ASFAL-SAÚDE lança Programa de Prevenção à Saúde do Idoso
O ASFAL-SAÚDE está lançando o Programa de Prevenção ASFAL VIVA MAIS, um novo projeto que
nasce com um propósito muito claro, promover saúde e fortalecer vidas. Os atendimentos serão feitos no consultório na própria sede da ASFAL. Nesta primeira etapa, o programa será direcionado aos beneficiários com idade igual ou superior a 65 anos, com atendimento inicial focado na especialidade de geriatria.
Segundo o presidente da ASFAL Gustavo Calheiros, o ASFAL VIVA MAIS representa um importante avanço na forma de cuidar dos beneficiários do ASFAL-SAÚDE. “Estamos evoluindo de um modelo que atua apenas quando o problema surge, para um modelo preventivo, coordenado e centrado na pessoa. Este é o início de um projeto piloto e, no futuro, com a integração de outras especialidades, permitirá construir um modelo assistencial baseado na saúde populacional, capaz de antecipar riscos, qualificar o cuidado, melhorar os resultados clínicos e proporcionar mais qualidade de vida e satisfação aos nossos beneficiários”, afirma o presidente.

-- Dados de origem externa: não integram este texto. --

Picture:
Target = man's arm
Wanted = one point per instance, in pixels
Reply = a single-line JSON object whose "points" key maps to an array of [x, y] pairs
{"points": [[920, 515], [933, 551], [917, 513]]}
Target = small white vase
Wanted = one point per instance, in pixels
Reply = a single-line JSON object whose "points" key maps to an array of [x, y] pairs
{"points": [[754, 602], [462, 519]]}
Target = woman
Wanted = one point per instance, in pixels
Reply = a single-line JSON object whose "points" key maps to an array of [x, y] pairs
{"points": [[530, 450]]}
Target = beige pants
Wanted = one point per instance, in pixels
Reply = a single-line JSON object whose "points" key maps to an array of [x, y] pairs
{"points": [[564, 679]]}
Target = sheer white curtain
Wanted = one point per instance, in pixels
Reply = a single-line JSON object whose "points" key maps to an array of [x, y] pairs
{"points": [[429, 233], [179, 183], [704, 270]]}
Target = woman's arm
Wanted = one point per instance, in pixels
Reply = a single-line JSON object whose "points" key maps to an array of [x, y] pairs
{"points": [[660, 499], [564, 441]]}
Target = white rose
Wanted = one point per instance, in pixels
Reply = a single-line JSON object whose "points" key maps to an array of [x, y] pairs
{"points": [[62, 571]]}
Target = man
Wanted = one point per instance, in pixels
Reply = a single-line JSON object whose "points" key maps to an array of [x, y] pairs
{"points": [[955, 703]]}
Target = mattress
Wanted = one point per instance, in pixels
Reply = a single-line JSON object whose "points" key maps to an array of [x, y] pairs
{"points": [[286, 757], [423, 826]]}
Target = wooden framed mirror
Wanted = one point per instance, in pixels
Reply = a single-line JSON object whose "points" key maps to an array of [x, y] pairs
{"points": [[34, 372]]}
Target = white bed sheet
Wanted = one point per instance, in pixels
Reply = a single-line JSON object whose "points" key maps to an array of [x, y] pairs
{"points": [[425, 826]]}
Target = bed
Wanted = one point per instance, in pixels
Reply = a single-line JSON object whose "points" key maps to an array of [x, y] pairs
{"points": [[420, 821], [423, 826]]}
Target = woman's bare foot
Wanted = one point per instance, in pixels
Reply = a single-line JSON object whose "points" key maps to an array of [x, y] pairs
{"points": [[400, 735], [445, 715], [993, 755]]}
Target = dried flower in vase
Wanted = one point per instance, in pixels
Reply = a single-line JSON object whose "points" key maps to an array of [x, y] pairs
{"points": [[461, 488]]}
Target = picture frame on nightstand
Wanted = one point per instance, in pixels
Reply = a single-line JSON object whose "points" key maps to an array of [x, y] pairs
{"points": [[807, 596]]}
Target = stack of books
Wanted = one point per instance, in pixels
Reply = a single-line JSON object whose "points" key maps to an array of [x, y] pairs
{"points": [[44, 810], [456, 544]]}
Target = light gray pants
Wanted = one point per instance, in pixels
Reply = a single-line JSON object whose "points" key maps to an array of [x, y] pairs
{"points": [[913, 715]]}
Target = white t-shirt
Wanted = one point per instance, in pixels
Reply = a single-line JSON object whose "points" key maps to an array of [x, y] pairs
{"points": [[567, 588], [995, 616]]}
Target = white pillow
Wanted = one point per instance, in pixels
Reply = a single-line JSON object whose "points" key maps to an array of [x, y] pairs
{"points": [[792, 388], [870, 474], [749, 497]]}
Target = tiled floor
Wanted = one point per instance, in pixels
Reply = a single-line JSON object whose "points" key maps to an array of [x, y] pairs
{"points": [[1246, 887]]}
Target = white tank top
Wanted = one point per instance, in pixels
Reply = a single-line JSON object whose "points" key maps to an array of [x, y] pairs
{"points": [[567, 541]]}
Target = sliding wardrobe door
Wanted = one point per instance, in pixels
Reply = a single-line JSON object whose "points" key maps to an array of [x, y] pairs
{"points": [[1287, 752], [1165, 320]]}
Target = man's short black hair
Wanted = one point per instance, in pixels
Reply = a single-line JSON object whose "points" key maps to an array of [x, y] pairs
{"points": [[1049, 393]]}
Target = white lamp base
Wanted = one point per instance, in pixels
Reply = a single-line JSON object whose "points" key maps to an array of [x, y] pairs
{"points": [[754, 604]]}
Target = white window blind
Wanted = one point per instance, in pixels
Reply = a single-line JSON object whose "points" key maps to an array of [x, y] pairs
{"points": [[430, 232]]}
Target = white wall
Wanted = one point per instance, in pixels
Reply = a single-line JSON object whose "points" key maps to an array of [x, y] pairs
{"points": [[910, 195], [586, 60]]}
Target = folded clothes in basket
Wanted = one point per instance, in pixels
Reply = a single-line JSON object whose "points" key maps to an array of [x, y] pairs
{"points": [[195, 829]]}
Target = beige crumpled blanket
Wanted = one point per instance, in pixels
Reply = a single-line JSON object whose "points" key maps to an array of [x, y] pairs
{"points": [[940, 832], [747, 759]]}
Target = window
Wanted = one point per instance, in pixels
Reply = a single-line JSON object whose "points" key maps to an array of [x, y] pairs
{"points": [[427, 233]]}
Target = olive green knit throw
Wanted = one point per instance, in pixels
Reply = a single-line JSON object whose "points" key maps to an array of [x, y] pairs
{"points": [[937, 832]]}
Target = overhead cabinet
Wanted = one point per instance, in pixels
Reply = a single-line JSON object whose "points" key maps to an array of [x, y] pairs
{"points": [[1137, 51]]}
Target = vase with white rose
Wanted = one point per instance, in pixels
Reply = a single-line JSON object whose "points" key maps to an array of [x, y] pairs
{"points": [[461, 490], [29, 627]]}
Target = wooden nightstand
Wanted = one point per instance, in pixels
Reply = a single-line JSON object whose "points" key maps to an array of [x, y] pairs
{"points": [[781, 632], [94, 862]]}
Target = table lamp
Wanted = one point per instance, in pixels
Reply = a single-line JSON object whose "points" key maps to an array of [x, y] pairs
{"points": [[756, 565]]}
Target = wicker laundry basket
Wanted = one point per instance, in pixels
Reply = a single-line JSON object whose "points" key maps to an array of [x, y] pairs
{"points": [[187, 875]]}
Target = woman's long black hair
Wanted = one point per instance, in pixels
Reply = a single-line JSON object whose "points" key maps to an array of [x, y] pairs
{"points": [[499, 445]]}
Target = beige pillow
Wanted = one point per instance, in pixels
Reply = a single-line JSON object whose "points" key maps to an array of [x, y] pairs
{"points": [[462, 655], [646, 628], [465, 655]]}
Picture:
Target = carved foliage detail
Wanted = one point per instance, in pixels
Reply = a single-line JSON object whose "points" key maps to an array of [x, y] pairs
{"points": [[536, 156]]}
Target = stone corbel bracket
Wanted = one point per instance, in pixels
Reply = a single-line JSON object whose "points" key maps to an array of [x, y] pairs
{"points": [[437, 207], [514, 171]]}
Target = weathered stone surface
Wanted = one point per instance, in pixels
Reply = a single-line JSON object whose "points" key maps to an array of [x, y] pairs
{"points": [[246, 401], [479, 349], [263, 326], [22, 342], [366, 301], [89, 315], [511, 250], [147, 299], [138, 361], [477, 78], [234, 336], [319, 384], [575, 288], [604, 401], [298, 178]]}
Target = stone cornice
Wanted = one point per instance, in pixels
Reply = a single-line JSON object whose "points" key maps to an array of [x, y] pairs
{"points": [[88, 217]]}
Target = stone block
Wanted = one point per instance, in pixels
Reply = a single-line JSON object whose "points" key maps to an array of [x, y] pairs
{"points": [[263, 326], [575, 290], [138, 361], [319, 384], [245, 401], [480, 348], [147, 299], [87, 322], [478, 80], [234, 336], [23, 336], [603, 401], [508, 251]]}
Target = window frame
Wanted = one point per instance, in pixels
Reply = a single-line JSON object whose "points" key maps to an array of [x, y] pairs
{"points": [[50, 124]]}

Para iniciar este projeto, a ASFAL convidou a doutora Ana Carolina Machado, especialista em geriatria pela Sociedade Brasileira de Geriatria e Gerontologia e Associação Médica Brasileira, especialista em cuidados paliativos pelo Hospital Sírio Libanês, especialista em envelhecimento saudável, mestra em ciências médicas pela UFAL, geriatra assistente da equipe de geriatria da Santa Casa de Misericórdia de Maceió e atual vice-presidente da Sociedade Brasileira de Geriatria e Gerontologia, seccional Alagoas.
Dra. Ana Carolina diz que “cuidar de um idoso é, antes de tudo, escutar com atenção e olhar com sensibilidade. Cada paciente traz uma história, um ritmo, uma forma única de viver e de sentir o envelhecimento. Na consulta, não existe um protocolo engessado ou pressa. Existe tempo de troca, de compreender o que realmente importa para cada pessoa. Afinal, envelhecer bem não é só viver mais anos”, afirma a especialista.
Para a geriatra, o envelhecimento precisa ser vivido com “dignidade, autonomia e com sentido. E é por isso que cada plano de cuidado é único, pensado com afeto, técnica e respeito. Porque a medicina que transforma é a que enxerga o indivíduo e não apenas a sua doença”, conclui Dra. Ana Carolina.